Even for professors who have some familiarity with the technology, the prospect of moving classes online can be daunting. How are guest speakers welcomed to the virtual classroom? What about student presentations? Which platform would be best for a particular course — Zoom? Google Meet? Panopto? Blackboard?
“It’s the same curriculum as on campus, but delivered online instead,” Beason said. “I’m not changing the world. I’m just giving a little instruction about the nuts and bolts, making sure they’re not scared of the technology. I tell them it’s not the end of the world if a class ends early by accident, or if somebody’s microphone cuts out and you can’t hear them.
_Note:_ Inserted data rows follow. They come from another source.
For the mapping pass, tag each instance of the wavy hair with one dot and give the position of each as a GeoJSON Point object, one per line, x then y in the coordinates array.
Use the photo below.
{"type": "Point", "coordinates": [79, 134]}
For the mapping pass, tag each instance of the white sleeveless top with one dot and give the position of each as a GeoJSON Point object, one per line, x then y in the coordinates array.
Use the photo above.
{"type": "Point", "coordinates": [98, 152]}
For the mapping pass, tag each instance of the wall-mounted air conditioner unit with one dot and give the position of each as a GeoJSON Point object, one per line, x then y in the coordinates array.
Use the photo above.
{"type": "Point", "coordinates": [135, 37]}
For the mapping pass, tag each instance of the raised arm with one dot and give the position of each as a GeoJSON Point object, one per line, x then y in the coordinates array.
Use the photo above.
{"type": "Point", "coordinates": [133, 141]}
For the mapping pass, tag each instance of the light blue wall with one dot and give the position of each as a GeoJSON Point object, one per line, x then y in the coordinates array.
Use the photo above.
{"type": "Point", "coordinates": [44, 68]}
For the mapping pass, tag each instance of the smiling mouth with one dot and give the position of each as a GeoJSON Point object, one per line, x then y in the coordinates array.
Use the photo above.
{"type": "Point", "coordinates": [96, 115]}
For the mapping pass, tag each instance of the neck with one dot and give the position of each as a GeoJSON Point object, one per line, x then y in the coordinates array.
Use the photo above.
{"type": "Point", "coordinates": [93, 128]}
If there’s a problem, just send me an email and I’ll try to figure out a solution.”
Upon reflection, Beason realized that he is now performing in the role of a director, helping faculty members learn to strut for an hour upon the virtual stage without fretting.
"I think there’s always a relationship between theater and the real world,” Beason said. “My theater background has helped me in situations where I’m not exactly comfortable. Public speaking always made me nervous, and my training got me over that hump. Zoom meetings feel different from live meetings, but training helps with the jitters.”
His role model when it comes to directing is Eleanor Holdridge, associate professor in the Drama Department, who helped him learn the distinction between being and doing while directing him in Macbeth.
“I had always thought that actors are supposed to do something,” Beason said. “That show taught me that actors aren’t supposed to do anything — they’re supposed to be the person that they’re playing. For the first time, I wasn’t thinking about what my next line was or what I needed to do; I was just being that character. I wasn’t Danny. And that seems so basic, but it’s such a hard concept to actually envelop.”